Bush’s campaigns (particularly in 2004) rested on two huge abstract principles: fear and his own constancy. The world was a fearful place, full of hidden dangers. He had the antidotes and was prepared to apply them through thick and thin. Unfortunately for America, Bush proved to be the candidate he said he would be. He and Cheney have peddled war, fear, partisan division, and narrow opportunism at every turn. And they’ve peddled it constantly and in face of the evidence.
Americans are hungry for a new start. They want to disengage from the war in Iraq. They fear the coming recession. They want affordable health care and secure jobs and fair tax breaks. In short, the time is ripe for a new phase in politics.
And this is where Barack Obama’s Theory of Hope comes in. He is the only candidate who has captured the mood of the nation, embodied it in his campaign wholly and completely, and expressed it most eloquently. He has the stirring words of the orator, the passionate gestures, the emotional voice, the evangelical fervour. And he has that word: Hope. He has made it his own, identified with it totally and completely, turned it into the key to his campaign.

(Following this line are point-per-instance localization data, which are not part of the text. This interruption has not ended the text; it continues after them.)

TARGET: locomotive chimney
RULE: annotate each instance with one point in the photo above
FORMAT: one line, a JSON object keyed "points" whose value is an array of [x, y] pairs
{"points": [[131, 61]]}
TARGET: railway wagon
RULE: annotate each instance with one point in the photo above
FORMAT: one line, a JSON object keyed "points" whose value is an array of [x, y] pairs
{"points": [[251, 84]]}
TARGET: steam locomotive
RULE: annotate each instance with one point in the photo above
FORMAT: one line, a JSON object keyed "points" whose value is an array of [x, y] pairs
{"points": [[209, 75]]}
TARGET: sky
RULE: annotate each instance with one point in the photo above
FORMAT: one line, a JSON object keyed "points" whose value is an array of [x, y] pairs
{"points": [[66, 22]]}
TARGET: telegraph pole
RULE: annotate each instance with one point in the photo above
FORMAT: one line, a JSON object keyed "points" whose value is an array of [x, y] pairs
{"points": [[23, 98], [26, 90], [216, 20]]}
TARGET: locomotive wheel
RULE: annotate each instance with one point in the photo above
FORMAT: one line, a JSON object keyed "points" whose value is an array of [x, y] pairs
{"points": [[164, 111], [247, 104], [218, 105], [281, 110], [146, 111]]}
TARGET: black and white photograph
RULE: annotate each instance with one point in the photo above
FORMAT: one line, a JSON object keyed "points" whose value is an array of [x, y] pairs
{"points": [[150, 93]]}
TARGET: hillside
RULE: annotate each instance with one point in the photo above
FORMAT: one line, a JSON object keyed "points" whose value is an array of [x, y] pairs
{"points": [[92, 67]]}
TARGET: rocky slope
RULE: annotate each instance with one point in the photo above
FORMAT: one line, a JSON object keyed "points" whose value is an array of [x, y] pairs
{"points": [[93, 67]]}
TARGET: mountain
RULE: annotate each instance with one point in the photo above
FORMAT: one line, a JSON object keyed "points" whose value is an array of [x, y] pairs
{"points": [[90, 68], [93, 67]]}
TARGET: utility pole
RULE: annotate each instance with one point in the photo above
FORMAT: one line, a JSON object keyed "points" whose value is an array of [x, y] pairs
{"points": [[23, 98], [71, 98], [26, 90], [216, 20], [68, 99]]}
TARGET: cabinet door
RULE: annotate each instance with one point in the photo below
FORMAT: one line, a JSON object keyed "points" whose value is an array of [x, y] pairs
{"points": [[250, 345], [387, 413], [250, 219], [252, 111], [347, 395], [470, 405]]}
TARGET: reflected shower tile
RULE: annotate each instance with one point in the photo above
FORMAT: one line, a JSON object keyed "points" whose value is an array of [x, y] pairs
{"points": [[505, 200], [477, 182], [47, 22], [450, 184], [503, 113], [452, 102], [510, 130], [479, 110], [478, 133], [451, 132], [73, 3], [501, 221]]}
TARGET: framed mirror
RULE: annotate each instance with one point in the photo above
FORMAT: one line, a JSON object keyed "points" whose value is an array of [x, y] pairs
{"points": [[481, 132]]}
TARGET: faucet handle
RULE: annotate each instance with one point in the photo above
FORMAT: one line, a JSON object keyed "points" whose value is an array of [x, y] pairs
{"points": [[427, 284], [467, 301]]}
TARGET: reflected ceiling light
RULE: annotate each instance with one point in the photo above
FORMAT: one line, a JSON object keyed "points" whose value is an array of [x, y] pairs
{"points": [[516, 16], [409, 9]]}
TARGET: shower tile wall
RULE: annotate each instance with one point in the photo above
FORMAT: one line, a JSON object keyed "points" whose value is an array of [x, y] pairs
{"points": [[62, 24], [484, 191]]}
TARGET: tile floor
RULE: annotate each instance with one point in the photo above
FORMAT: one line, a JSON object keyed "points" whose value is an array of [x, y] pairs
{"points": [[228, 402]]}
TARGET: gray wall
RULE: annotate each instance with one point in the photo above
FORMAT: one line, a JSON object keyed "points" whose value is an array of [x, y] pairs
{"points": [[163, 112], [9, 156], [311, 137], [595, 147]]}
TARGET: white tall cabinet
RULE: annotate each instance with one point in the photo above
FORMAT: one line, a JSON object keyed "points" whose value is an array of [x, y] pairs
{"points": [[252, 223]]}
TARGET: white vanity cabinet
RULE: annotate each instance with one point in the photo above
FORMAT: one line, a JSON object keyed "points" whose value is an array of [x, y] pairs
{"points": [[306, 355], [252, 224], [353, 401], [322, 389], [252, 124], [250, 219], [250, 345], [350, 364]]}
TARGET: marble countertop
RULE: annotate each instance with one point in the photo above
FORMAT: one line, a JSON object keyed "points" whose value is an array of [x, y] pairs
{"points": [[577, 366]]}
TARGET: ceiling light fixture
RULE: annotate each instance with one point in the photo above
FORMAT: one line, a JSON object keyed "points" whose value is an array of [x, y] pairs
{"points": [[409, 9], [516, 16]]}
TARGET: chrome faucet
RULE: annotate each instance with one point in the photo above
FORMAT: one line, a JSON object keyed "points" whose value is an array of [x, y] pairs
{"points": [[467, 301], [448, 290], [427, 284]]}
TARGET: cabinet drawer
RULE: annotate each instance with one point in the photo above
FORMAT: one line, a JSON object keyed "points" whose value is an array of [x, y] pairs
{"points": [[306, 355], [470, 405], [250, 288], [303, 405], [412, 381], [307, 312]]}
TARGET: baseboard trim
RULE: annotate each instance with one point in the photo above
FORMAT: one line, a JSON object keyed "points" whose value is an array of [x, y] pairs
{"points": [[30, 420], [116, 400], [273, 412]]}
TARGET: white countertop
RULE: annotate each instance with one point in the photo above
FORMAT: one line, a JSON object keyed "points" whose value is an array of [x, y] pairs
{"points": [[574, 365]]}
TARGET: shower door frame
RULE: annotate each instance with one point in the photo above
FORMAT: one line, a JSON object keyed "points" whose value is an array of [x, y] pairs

Obama’s victory speech in Iowa is already being hailed as one of the ‘great’ speeches. I think it takes time for great speeches to be recognised, so I’ll reserve my personal judgement on that.
But central to that speech is a long definition of hope. Obama’s words are worth quoting in detail:
…hope is not blind optimism. It’s not ignoring the enormity of the task ahead or the roadblocks that stand in our path. It’s not sitting on the sidelines or shirking from a fight.
Hope is that thing inside us that insists, despite all evidence to the contrary, that something better awaits us if we have the courage to reach for it, and to work for it, and to fight for it.
Hope is what led a band of colonists to rise up against an empire; what led the greatest of generations to free a continent and heal a nation; what led young women and young men to sit at lunch counters and brave fire hoses and march through Selma and Montgomery for freedom’s cause.
Hope—hope—is what led me here today – with a father from Kenya; a mother from Kansas; and a story that could only happen in the United States of America.
Hope is the bedrock of this nation; the belief that our destiny will not be written for us, but by us; by all those men and women who are not content to settle for the world as it is; who have the courage to remake the world as it should be.
Obama is resting his campaign on this one, flexible, powerful word.
Hope is mankind’s greatest virtue. Without hope there would be little chance of innovation, determination, or bravery in the face of despair. Pandora’s box exposed us to all evils, but hope remained. And that myth also gives us another clue to the word’s potency: its ancient origins. It is not a bedrock, just, of America: it is a bedrock of all of mankind.
And everyone responds to a a little bit of flattery too. America is being flattered in the speech, as the country most capable of embracing hope and changing things for the better. And everyone responds well to a challenge, to the roll-up-your-sleeves encouragement and the rallying cries of the great motivators.
Challenging Obama on the specifics misses the point. Modern American politics is not about specifics. It is about the big message, the selling of a dream. And none have come bigger and more polished than Obama’s Theory of Hope. Inevitably, he will be challenged to offer more details, to make difficult choices, to alienate some constituencies. His opponents have no other option but to fight him on the ground he is weakest on: experience and the ability to make tough decisions. If he overcomes those challenges, then he has every chance of succeeding.